The practical read is this: Sonnet plus the skill is the default deployment for high-reliability kernel generation. The local GLM option covers high-volume, lower-stakes automation. Opus is reserved for generating new skills or handling tasks outside the skill’s scope, not for routine execution of tasks it has already documented how to do.

Why Token Efficiency Is the Second Axis

The evaluation tracks tokens alongside accuracy, and the Kimi-K2-Thinking result is instructive here. That model improved on both dimensions when the skill was in context: higher pass rate and fewer tokens consumed per successful interaction. This pattern makes sense for reasoning-oriented models. When a model lacks domain-specific knowledge, it explores more paths before converging on a correct answer, generating more tokens as it reconsiders and self-corrects. A skill document that provides the right framework upfront eliminates much of that exploration. The model knows to set compute capability to 9.0 for H100 targets, knows the 128-byte shared memory alignment requirement for the async copy engine, knows the __CUDA_ARCH__ >= 900 guard for cp.async calls, and produces a direct answer rather than working toward those constraints iteratively.

The test cases the tool generates to measure this are deliberately minimal:

{
  "cases": [
    {
      "input": "Create a build.toml for a CUDA kernel targeting H100",
      "expected": {"contains": "9.0"}
    },
    {
      "input": "Write a CUDA kernel with async memory copy for H100",
      "expected": {"contains": "__CUDA_ARCH__ >= 900"}
    }
  ]
}

They check for architecture-specific markers that models without H100-specific training data reliably get wrong. KernelBench from Cognition AI and Stanford puts the broader challenge in context: even the strongest models reach only around 54% on Level 1 kernel tasks as of early 2025, without any skill document. Level 3 tasks involving full architecture blocks remain largely unsolved by single-pass generation. The upskill evaluation is narrower than KernelBench, but it tests the right failure modes for H100-targeted workflows: architecture-version confusion, missing capability guards, incorrect project structure.
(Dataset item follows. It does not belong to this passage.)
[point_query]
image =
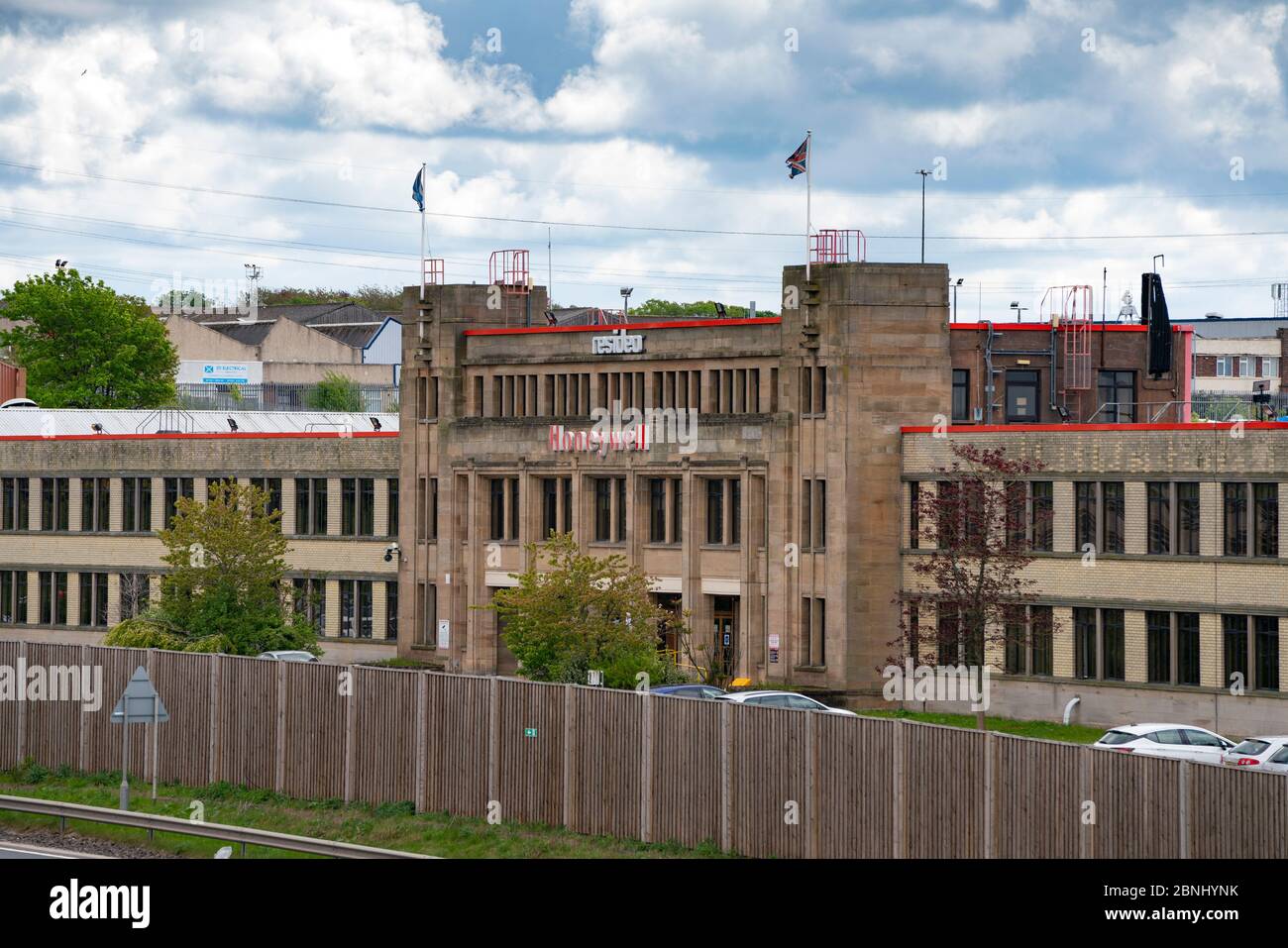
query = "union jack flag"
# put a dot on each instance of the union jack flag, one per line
(798, 158)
The Update Problem That Fine-Tuning Cannot Solve

One reason the context injection approach holds up particularly well for CUDA is the pace of GPU architecture change. H100 (Hopper, compute capability 9.0) added wgmma warpgroup matrix multiply instructions, the Tensor Memory Accelerator for asynchronous bulk copies, and larger shared memory relative to A100. The next architecture shifts the picture again. Any fine-tuned weight that bakes in H100-specific knowledge starts degrading in relevance once the deployment target changes.

A skill file is plaintext. Updating it means re-running an expert agent trace against the new target, which takes minutes. The skill published at hf-skills/h100-diffusers-kernel-builder on the HuggingFace Hub represents a snapshot of H100 conventions; when the production target changes, you generate a new skill rather than scheduling a fine-tuning run. The result works across any tool that implements the Agent Skills specification: Claude Code, Cursor, GitHub Copilot, OpenAI Codex, Gemini CLI, OpenHands, and others. One generation step, portable across deployment environments.
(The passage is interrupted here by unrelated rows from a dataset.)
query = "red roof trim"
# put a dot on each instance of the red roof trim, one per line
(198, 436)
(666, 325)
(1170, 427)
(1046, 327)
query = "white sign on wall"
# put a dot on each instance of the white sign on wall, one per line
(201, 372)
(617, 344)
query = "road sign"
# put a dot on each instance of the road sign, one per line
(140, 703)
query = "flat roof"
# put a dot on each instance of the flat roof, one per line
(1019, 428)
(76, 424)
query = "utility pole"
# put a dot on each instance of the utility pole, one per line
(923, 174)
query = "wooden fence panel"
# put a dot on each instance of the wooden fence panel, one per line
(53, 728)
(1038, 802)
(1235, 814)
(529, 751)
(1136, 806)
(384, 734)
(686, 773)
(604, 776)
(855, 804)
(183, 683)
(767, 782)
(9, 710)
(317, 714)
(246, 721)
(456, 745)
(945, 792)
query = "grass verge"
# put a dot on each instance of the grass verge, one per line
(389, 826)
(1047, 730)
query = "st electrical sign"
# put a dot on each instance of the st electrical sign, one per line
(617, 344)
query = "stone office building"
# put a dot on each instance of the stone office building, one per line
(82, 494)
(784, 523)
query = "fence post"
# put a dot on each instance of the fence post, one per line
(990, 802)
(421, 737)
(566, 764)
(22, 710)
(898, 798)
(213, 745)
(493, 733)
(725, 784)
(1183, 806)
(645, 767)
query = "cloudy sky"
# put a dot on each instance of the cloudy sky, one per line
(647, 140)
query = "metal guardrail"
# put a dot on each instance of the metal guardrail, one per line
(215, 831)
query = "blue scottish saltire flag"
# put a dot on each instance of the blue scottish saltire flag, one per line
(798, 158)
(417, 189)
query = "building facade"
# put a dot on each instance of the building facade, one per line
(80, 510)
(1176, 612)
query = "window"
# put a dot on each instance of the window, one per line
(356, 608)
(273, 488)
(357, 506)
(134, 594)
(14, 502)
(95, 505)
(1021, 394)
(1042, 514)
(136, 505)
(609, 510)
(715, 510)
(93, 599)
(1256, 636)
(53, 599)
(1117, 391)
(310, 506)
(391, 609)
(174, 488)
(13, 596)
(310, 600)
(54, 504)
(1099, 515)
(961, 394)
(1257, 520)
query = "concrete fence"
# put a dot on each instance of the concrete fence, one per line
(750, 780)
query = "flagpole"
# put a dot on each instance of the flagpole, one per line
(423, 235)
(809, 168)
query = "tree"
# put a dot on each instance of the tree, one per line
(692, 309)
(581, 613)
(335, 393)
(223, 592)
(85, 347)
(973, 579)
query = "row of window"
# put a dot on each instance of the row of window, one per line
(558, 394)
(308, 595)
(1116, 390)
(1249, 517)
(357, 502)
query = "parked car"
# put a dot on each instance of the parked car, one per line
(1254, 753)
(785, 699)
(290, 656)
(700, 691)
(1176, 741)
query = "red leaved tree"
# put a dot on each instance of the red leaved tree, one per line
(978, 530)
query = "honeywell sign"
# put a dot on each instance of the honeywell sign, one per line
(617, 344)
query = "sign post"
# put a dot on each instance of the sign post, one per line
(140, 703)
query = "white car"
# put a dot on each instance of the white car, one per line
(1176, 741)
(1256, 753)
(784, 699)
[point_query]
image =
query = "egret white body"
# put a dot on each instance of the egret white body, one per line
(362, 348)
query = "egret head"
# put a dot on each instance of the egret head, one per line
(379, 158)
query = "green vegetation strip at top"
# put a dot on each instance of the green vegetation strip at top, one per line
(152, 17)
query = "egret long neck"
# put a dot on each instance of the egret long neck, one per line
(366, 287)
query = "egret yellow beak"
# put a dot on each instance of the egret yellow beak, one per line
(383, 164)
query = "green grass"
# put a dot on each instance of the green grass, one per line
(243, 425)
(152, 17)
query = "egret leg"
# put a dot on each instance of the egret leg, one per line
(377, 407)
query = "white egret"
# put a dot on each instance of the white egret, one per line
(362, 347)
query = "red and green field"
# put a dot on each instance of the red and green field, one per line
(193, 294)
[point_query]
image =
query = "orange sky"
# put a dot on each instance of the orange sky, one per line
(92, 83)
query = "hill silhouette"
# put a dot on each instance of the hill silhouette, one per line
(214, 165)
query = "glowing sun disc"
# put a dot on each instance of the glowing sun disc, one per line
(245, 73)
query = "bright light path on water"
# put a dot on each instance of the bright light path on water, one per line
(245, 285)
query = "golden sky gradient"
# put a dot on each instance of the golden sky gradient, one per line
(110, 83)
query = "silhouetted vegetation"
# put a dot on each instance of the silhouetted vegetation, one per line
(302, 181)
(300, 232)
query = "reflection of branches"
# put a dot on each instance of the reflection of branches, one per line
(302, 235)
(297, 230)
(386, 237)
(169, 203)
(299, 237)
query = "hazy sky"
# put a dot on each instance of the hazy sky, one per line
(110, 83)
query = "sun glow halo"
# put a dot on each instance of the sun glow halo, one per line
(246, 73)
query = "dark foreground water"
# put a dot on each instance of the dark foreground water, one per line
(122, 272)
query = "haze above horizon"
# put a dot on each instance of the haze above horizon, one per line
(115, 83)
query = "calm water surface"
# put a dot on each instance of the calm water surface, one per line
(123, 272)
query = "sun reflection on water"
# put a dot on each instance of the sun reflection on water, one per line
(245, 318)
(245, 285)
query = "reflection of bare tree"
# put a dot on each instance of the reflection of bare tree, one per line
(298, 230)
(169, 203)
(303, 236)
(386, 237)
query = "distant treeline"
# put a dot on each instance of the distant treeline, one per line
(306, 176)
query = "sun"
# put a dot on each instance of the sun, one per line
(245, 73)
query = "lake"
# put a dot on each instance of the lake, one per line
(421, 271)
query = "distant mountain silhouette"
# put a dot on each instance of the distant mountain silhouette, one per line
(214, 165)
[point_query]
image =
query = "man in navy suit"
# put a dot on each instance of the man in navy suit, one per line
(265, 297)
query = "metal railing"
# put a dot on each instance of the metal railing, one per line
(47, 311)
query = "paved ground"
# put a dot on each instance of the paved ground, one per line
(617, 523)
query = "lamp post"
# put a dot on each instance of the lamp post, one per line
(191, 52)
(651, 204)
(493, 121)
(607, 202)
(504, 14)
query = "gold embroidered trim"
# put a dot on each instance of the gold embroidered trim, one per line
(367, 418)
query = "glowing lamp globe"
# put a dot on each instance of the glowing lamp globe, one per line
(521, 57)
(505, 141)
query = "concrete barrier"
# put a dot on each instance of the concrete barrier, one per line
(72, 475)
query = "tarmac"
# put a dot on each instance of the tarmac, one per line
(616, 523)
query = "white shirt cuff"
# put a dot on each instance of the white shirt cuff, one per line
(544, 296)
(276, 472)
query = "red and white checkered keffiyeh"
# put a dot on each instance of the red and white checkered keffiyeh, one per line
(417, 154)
The Evaluation-First Design

What makes upskill worth paying attention to is that it builds evaluation into the artifact generation step, not as an optional check but as the output that justifies the artifact. You do not publish a skill until you know its lift per model. You do not deploy a skill to Opus because the evaluation tells you the injection is counterproductive. For a field that mostly treats context injection as additively positive by default, a tool that actively discourages context when measurement shows it does not help represents a different design philosophy. The deployment decision, which model, what cost, what accuracy guarantee, follows from the evaluation table. Producing that table is what the tool is actually for.